Claimant's proof was directed entirely to the width of pavement and highway user within the memory of living men. This proof was sufficient to establish that the highway within this area was not used to a full four-rod width.
The State, however, presented proof sufficient to establish that this highway had its inception as a plank road laid out and constructed pursuant to chapter 210 of the Laws of 1847. The proof establishes that ever since this highway has been opened for at least a part of its total width and used as a public highway.
Section 31 of chapter 210 of the Laws of 1847 required that every plank road built pursuant to that Statute be laid out at least four rods wide "the track of which shall be made of timber, plank, or other hard material * * * and be so constructed as to permit carriages and other vehicles conveniently and easily to pass each other." Where a road has been laid out under a statute the width of that road is determined by the statute and not by user. The failure of the State to occupy the full width or to improve the road to the full width does not constitute an abandonment of the easement over the unused portion. ( Schillawski v. State of New York, 9 N.Y.2d 235.) Once a highway is laid out and opened for public use it remains a public highway until it ceases to be such by action of the general public in no longer traveling upon it or by action of the public authorities in formally closing it. ( Mullen v. State of New York, 17 Misc.2d 63.) This is true whether the public highway was originally laid out and opened by some public authority or by a private corporation pursuant to such a statute as chapter 210 of the Laws of 1847. ( Schillawski v. State of New York, supra; Niagara, Lockport Ontario Power Corp. v.
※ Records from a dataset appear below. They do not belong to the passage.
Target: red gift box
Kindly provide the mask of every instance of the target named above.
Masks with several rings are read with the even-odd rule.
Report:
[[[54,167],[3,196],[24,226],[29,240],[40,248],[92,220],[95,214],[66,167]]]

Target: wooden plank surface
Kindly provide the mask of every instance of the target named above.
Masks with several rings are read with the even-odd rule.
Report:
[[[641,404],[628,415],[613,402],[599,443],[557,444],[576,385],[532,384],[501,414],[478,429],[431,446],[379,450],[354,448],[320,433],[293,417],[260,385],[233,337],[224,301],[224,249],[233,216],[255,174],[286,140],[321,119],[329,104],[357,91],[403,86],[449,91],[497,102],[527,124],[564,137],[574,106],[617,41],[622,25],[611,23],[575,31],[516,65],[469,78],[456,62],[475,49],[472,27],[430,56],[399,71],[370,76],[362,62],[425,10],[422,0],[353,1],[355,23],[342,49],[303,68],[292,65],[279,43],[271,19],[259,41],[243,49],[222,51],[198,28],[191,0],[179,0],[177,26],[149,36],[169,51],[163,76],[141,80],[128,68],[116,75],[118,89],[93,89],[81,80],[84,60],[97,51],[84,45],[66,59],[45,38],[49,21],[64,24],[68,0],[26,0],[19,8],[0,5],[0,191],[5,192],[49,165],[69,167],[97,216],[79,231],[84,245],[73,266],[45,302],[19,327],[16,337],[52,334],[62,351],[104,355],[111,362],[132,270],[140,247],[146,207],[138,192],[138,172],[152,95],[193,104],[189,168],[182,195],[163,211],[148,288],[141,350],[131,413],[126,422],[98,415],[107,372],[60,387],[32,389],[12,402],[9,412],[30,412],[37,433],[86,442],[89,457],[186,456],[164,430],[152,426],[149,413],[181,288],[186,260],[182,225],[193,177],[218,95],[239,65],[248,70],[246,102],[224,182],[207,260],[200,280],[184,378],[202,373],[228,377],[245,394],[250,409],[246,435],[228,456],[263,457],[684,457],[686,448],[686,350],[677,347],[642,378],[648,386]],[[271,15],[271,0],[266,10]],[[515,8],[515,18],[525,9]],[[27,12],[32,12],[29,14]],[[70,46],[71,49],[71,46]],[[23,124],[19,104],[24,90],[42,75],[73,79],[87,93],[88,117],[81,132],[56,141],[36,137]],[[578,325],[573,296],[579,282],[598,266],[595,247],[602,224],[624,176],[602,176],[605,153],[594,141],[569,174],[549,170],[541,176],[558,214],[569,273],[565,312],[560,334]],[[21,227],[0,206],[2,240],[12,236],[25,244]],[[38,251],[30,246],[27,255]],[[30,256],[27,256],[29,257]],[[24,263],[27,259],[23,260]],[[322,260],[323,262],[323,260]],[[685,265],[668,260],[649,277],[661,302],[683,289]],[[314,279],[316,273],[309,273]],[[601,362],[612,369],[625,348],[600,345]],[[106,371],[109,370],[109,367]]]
State of New York, 187 Misc. 527.)
The court finds that the claimant has failed to prove any claim and that the traffic light pole was erected on property lying within the highway right of way and the use was for highway purposes.
The claims involved herein have not been assigned and the court has viewed the premises.
The motion made by the State at the close of the evidence for dismissal on the ground that claimant failed to prove the claim on which decision was reserved is hereby granted and the case is dismissed.